The Army, for example, missed its recruiting target by several thousand in 2022 after twice having to lower its enlistment goal.
“At some point five, eight, 10, 15 years from now, what happens when you no longer have qualified young people? What do you do?” Esper asked. “You either lower the standards, which is not a good thing, or you keep the standards high, which means you have to man the force with fewer people. That’s a national security concern of mine, and it’s something I think needs to be addressed now before we get to the crisis stage.”
Afghanistan withdrawal
Esper used the words “abysmal” and “tragic” to describe the U.S. withdrawal from Afghanistan in 2021, and he said Biden probably should have left a few thousand troops there to make certain the Taliban stuck to a peace deal brokered by the Trump administration in 2020.
“It wasn’t a great agreement, but it was a good enough agreement,” Esper said. “The Taliban had to live up to their end of the deal, they had to do certain things. And they were not doing that.”
Esper said Trump had wanted a full withdrawal of U.S. forces even sooner, by the end of 2020. But the defense secretary and his top advisers pushed back by recommending the U.S. leave a small force in Afghanistan to keep the Taliban honest, he said.
“That likely contributed to my firing, I don’t know,” Esper said. “But that was my view — you pause until they live up to the end of the deal. And if you have to, you take the fight back to them.”
Serving under Trump
Trump fired Esper in November 2020 just days after Biden became the projected winner of the election. Christopher Miller was the acting defense secretary for the final 72 days of Trump’s term.
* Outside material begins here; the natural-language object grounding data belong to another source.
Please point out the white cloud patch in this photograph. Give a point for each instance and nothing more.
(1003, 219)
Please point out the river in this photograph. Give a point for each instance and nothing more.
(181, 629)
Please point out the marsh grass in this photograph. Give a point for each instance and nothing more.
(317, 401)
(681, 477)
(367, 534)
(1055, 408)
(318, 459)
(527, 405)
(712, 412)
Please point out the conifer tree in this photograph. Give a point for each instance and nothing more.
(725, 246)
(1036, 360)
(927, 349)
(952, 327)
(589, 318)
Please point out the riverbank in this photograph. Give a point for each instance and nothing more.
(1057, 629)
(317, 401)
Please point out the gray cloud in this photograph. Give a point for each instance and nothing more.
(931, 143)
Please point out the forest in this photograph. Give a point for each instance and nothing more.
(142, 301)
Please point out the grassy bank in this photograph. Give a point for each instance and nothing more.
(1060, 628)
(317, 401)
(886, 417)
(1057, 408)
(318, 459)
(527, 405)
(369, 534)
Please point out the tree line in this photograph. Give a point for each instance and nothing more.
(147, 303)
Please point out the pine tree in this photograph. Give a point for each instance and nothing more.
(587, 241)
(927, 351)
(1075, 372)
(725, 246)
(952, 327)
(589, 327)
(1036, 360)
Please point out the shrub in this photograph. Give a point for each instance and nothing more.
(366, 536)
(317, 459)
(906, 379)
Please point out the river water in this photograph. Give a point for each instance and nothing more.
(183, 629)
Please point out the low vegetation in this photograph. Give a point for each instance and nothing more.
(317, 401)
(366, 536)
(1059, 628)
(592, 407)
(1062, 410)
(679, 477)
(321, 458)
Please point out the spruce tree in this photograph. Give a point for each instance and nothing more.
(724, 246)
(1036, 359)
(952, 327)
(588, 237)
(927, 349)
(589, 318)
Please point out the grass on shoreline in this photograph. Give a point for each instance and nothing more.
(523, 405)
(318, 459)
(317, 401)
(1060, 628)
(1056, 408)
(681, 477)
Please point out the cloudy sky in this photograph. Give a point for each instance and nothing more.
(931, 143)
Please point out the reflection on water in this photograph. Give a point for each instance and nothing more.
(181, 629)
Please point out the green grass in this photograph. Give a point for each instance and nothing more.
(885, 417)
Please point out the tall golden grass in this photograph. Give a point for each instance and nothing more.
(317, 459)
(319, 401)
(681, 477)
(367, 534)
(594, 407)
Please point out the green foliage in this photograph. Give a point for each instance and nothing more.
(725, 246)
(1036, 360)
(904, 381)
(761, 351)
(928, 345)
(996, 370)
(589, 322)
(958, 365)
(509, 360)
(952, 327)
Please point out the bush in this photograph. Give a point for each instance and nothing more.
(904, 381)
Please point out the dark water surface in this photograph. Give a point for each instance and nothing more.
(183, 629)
Esper said he was ultimately disappointed with Trump as president, particularly for his response to the mass protests that followed the death of George Floyd in 2020.
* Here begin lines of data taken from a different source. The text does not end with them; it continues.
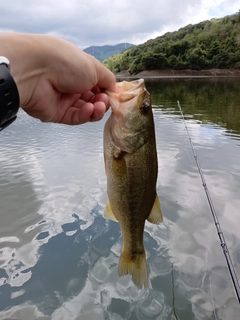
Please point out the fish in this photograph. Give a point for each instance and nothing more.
(131, 167)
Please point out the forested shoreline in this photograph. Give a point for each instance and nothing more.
(211, 44)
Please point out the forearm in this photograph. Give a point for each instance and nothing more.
(21, 51)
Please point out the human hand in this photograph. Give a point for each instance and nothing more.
(57, 82)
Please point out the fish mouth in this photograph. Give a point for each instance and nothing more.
(126, 92)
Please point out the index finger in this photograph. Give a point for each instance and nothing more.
(106, 79)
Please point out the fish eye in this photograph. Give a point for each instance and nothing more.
(144, 108)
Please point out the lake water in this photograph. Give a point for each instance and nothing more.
(59, 256)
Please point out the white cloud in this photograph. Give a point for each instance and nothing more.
(100, 22)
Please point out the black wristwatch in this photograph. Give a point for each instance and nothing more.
(9, 96)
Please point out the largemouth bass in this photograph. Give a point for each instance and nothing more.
(131, 167)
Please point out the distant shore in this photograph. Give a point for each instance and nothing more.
(181, 73)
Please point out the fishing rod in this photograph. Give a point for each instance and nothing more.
(215, 218)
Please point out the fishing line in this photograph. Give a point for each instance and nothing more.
(215, 218)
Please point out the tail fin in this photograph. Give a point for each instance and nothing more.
(136, 267)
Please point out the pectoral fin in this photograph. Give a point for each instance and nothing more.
(155, 215)
(108, 214)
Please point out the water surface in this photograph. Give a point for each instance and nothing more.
(59, 256)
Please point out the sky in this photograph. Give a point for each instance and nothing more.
(100, 22)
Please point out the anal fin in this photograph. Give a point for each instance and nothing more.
(108, 214)
(155, 215)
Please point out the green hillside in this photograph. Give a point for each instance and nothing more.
(209, 44)
(103, 52)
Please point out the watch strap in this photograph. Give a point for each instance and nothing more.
(9, 96)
He said he remembered a meeting in the White House during that time when Trump made an unusual suggestion to control crowds of protesters in Washington. During the meeting, Esper said Trump had called for “tough action” to put down the protests, which he thought made him look weak. It’s a scene that Esper described in more detail in his 2022 book, “A Sacred Oath: Memoirs of a Secretary of Defense During Extraordinary Times.”
“[Trump] says, ‘Can’t we just shoot them in the legs or something?” Esper recalled. “Needless to say, we were all taken aback.”
“We serve the American people … We don’t shoot them,” he said. “To me, it was a very low moment to be there in the Oval Office and hear the commander in chief say that.”